Most preterm infants are not born asphyxiated and start to breathe at birth. It has become clear that the larynx hinders the mask ventilation provided to support the infant when there is insufficient breathing. Future research should focus on this subject, but it seems more efficient to focus on finding the best way of stimulating and supporting the infant's endogenous respiratory effort. Although use of tactile stimulation needs to be re-emphasized, more needs to be known about the mechanisms to define appropriate guidelines. Caffeine at birth improves respiratory effort, but to minimize interventions at birth, antenatal administration should be investigated as an alternative. In addition, the effect seems to depend on gestational age, and more data are needed to determine whether different dosages should be used. While the best approach for oxygenation at birth is still unclear, the inhibitory effect of hypoxia at birth is an important factor that needs to be considered when defining the optimal SpO2 target. CPAP has been shown to support and improve respiratory effort, but studies comparing different levels are needed. Pulmonary transition at birth passes through a series of phases where the lung condition changes, and so the type of respiratory support provided should be tailored to suit the lung's requirement during these different phases. This may simply mean that CPAP needs to be titrated downwards during stabilization. When more data of various interventions to stimulate and support breathing become available, this should be offered to the preterm infant as a bundle of care.
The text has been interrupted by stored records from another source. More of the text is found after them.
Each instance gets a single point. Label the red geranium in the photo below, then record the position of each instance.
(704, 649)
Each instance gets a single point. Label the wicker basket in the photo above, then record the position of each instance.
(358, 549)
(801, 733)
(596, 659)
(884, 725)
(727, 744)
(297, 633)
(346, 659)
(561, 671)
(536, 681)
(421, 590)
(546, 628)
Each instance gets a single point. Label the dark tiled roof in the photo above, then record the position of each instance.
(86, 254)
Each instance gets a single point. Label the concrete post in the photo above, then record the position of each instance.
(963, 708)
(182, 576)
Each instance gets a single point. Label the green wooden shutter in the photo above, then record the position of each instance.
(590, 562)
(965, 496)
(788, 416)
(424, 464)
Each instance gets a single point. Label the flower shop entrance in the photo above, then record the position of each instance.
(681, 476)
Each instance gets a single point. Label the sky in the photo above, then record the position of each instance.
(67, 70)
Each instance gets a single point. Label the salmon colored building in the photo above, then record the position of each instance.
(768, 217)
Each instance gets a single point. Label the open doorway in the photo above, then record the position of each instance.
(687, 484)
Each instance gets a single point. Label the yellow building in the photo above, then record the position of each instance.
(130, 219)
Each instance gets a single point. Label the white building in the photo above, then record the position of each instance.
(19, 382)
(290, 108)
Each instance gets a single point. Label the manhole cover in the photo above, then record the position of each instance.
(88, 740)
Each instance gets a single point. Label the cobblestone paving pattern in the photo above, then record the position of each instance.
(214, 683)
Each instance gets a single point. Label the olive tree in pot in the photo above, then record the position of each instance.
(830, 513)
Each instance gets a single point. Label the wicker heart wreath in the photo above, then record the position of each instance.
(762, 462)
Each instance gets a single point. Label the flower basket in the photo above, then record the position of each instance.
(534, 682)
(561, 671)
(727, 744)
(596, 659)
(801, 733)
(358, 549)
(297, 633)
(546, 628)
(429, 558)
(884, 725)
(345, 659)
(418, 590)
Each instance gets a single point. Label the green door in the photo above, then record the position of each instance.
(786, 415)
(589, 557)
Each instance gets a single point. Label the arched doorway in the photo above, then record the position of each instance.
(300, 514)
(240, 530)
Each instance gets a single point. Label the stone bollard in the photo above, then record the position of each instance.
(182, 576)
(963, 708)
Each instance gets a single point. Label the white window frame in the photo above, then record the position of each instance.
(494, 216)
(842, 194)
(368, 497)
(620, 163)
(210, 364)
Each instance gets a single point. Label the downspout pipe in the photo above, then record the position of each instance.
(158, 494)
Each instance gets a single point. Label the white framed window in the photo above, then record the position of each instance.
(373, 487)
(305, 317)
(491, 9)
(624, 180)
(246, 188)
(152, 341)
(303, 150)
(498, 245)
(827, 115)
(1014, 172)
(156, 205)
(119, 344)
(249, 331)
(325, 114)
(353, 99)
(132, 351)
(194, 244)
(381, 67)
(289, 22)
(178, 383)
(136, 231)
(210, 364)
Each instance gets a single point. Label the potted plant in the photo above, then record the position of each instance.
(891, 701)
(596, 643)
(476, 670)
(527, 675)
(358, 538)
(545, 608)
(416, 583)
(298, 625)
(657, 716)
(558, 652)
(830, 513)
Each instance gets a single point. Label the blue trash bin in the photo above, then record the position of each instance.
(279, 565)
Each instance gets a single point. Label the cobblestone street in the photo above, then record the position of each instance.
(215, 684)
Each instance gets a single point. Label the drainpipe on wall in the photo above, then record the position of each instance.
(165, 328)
This will not only facilitate the transition process, but could also decrease the need for potentially injurious ventilation by mask or endotracheal intubation.
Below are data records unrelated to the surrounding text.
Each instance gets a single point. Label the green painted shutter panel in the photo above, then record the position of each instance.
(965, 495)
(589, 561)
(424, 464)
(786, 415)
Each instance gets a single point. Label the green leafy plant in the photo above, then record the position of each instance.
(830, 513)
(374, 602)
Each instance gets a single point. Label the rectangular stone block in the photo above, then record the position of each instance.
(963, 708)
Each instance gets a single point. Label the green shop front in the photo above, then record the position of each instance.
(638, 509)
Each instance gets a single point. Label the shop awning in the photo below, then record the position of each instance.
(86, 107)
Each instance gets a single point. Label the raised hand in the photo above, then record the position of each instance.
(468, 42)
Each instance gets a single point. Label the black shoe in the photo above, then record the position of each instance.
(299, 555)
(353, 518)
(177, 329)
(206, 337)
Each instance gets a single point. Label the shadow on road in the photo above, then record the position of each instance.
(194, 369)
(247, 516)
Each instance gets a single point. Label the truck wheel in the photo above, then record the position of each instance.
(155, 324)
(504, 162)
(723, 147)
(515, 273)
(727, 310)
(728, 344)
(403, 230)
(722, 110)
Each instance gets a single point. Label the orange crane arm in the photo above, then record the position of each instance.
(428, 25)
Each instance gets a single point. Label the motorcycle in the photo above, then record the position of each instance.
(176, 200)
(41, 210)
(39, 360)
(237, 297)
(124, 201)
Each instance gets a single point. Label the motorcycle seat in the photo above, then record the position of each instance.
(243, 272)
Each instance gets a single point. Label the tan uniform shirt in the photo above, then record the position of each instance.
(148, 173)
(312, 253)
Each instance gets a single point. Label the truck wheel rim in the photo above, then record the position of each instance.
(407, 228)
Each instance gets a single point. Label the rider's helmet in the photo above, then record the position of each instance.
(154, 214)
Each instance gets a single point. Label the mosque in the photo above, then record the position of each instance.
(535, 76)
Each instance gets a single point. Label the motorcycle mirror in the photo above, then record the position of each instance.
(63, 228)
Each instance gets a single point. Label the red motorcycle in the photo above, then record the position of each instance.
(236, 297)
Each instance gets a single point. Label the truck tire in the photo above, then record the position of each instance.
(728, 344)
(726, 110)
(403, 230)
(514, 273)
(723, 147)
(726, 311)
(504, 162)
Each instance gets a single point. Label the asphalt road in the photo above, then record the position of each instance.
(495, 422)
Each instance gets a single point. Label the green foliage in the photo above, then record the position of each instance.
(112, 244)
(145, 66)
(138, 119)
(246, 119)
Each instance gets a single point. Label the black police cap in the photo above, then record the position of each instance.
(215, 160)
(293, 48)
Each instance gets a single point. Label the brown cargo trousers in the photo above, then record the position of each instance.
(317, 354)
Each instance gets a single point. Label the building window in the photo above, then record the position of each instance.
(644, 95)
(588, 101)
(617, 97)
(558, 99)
It has become clear that, if possible, ICC needs to be avoided. Experimental data clearly demonstrated that infants will benefit most when cord clamping is postponed until the lung has been aerated. While performing PBCC will be no problem in most healthy term and preterm infants who breathe adequately, caregivers will face a practical problem in infants needing support. Stabilization then needs to take place very close to the birth canal, especially in preterm infants. Heat loss prevention needs to be taken into account as the time needed to establish lung aeration can vary. The question still remains as to whether specially designed resuscitation tables are needed to perform PBCC, ensuring that all standard support provided conforms with the guidelines, or to opt for a more straightforward approach of stabilizing the infant on the mother's leg. Currently trials are underway, but it is clear that PBCC will lead to a cultural change where obstetricians and neonatologists find themselves in the same space and need to collaborate closely.
Currently many preterm infants are still separated from the placenta immediately to place them on a resuscitation table for ventilation, via a mask or endotracheal tube. Perhaps it is time to question whether the need for “neonatal resuscitation” is something that we have created in our misguided attempt to intervene and assist struggling infants to transition at birth. It is possible that an appropriately applied “perinatal” transitional strategy can largely replace the need for neonatal resuscitation in the delivery room. With that in mind, shifting the focus towards PBCC and stimulating and supporting spontaneous breathing may indeed be a large change in the neonatal clinical landscape.
Disclosure Statement
The authors have no conflicts of interest relevant to this article to disclose.
Funding Sources
A.B. te Pas is recipient of an NWO innovational research incentives scheme (VIDI 91716428).